Packet loss probability estimation with a Kalman filter approach

Provisioning QoS enabled MPLS VPN services in IP networks has attracted a lot of attention due to the high Return on Investment (ROI). In spite of considerable research effort, no practical solution to this problem has been found One of the main issues to be solved is to estimate the Packet Loss Probability (PLP) accurately and effectively based on the input stochastic traffic process. Inspired by the Large Deviation Theory (LDT), two types of asymptotes loss estimators have been studied in the practical MPLS VPN networks: the Large Buffer Estimator (LBE) and the Aggregate Traffic Estimator (ATE). In both of the estimators, the traffic mean and variance have to be estimated as much as accurately possible. Clearly, tracking of the traffic mean and variance is central in the estimators.

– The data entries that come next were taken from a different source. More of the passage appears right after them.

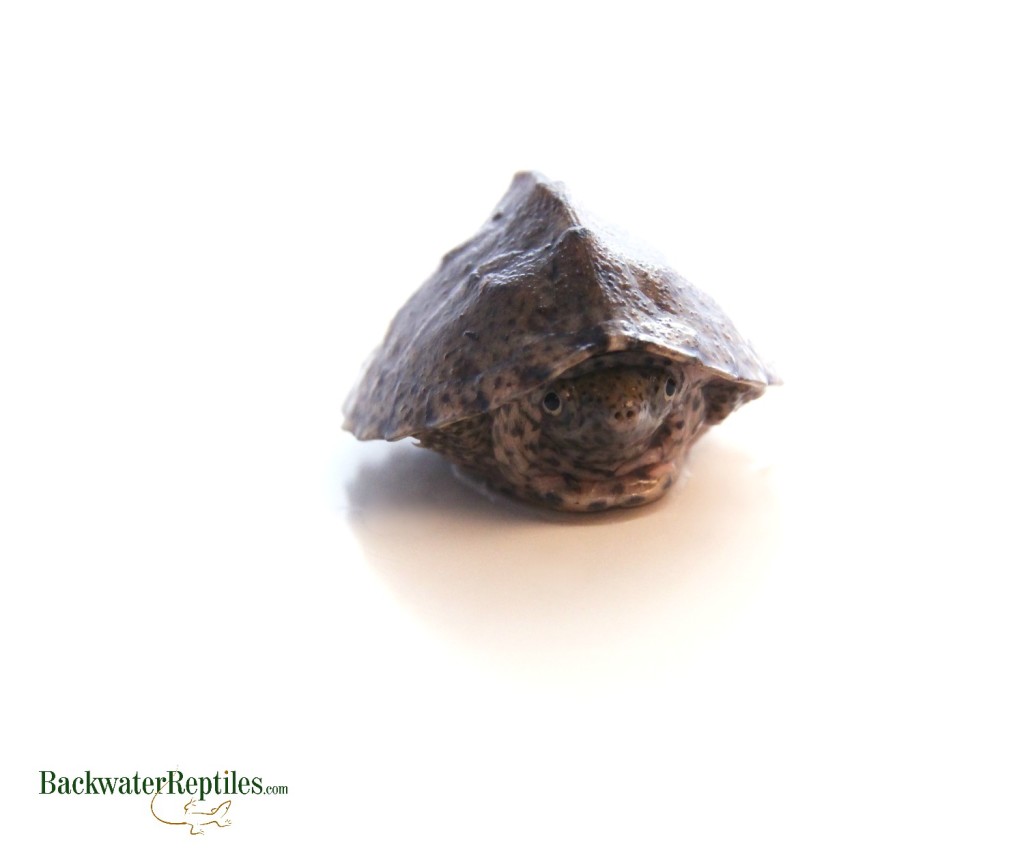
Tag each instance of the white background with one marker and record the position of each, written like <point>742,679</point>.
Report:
<point>809,654</point>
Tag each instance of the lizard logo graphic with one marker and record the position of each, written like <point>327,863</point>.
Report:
<point>195,819</point>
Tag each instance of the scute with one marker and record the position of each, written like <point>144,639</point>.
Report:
<point>540,289</point>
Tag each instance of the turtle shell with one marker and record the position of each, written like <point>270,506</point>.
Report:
<point>541,288</point>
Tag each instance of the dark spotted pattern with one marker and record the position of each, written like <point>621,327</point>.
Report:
<point>543,301</point>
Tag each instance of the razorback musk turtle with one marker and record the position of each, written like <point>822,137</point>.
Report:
<point>556,359</point>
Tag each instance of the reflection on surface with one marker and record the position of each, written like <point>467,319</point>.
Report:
<point>556,595</point>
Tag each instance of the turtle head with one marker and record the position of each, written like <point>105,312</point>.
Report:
<point>605,433</point>
<point>612,413</point>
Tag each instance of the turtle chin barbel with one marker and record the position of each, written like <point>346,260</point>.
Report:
<point>556,360</point>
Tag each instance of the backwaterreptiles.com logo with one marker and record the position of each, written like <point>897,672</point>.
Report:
<point>166,793</point>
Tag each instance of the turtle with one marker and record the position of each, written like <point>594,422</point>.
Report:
<point>556,359</point>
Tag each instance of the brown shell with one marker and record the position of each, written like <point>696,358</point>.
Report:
<point>538,290</point>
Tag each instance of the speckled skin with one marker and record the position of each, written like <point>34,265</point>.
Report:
<point>545,301</point>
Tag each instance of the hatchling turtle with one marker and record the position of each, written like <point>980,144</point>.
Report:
<point>556,359</point>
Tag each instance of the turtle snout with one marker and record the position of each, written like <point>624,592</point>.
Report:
<point>632,418</point>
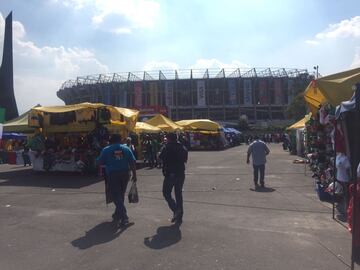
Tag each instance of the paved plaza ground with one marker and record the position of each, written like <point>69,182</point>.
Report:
<point>52,221</point>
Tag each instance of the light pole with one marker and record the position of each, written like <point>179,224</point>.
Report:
<point>317,71</point>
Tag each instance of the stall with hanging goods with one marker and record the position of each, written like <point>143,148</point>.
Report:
<point>68,138</point>
<point>342,132</point>
<point>164,123</point>
<point>203,134</point>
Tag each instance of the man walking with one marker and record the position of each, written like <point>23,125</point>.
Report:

In this paper a Kalman filter is applied to optimally recursive estimate the traffic mean and variance. Kalman filter is a general method for the optimal estimation of a noisy measurement, using the estimation error obtained from the past measurement to fix the one-step prediction. The algorithm runs recursively and is applicable for the on-line application. A series of experiments evaluate its performance oil the live NCIT*net2 network under different traffic arrival models and different buffer sizes. The numeric results verify the effectiveness of the algorithm.